Even though you love them, they formed you, their hobbies and recipes are now your own, you may not see your friends very often. You may be staying at home for 20 hours a day with a toddler and have no time to talk. You may spend your weekends having sex with a new partner, surrounded by toast crumbs. You may have moved to New York to get a better job and be five hours out from your old gang. You are now hopefully keeping two metres away from anyone you don’t directly live with and only leaving the house when absolutely necessary.

'Good friends will be good friends wherever they are, and whatever they’re doing'

But you will reach a time – standing in your bedroom changing your duvet cover, or sitting on the hallway carpet trying to adjust the length of your shoelaces – when you will realise that you haven’t seen your friends for days. Weeks. And when I say ‘seen your friends’ I mean really seen them: seen the unplucked eyebrows and the frayed toothbrushes, the hangnails and the plates of toast for dinner. The realisation that you haven’t breathed the same air as your best friend for weeks will stop you short. Duvet corner in hand, shoelace caught between your fingers, you will just sit. You will stare at the wall. You will miss them.

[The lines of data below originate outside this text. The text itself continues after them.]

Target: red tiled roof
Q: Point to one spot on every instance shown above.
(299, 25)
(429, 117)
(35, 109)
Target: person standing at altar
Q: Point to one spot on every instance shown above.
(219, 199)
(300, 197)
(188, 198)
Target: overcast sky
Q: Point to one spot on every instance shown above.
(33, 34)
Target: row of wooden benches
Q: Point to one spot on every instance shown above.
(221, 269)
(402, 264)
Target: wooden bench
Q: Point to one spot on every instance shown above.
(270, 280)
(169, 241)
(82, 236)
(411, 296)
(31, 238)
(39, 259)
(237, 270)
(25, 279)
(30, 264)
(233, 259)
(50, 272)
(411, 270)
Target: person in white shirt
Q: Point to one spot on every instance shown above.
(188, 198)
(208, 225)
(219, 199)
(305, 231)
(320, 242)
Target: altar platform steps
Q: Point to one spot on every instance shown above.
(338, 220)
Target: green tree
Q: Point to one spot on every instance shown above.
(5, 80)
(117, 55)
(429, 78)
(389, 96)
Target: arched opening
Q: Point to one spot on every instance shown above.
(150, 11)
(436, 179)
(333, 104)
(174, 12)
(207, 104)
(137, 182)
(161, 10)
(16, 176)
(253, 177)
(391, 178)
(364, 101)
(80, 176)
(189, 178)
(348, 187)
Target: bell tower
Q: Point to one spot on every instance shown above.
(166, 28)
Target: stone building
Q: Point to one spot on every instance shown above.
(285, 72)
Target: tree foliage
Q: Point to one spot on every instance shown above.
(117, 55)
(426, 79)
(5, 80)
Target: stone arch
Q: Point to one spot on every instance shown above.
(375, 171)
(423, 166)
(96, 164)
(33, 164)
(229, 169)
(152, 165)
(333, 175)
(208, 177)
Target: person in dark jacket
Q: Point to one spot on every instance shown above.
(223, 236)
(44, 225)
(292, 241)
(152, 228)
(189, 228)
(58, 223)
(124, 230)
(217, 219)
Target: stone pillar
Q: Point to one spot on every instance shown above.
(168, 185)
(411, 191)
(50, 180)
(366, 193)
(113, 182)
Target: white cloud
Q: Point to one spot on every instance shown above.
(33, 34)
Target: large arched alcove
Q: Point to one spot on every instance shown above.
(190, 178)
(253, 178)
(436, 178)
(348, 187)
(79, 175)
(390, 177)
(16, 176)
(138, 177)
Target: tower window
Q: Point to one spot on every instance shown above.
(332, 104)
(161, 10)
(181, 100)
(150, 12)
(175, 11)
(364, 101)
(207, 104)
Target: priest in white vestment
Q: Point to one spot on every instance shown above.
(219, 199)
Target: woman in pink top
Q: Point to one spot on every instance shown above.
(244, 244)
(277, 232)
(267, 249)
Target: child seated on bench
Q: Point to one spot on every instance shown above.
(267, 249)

The romantic, electric relationships of your teens and twenties do not stay that way forever. That is because, even without a global pandemic throwing your social life into a woodchipper, nothing can stay the same forever. However, good friendships can outlive your panic years. The ones where you can listen to your friend spit venom about a toddler that will not go to bed even though you’ve never wanted children yourself; where you remember to check in with the friend struggling to find work before complaining about your job; the ones who know precisely who you mean and how to react when you say that your Great Aunt Molly has moved into a care home; the ones who laugh when you tell them that you’ve found a grey pube; the ones who pretend not to notice the mess.

You cannot smell someone’s hair over Zoom. You cannot rub their back or cook them dinner. You cannot hold their baby or drink their tea. But you can still be friends – you’re just doing the long-distance thing.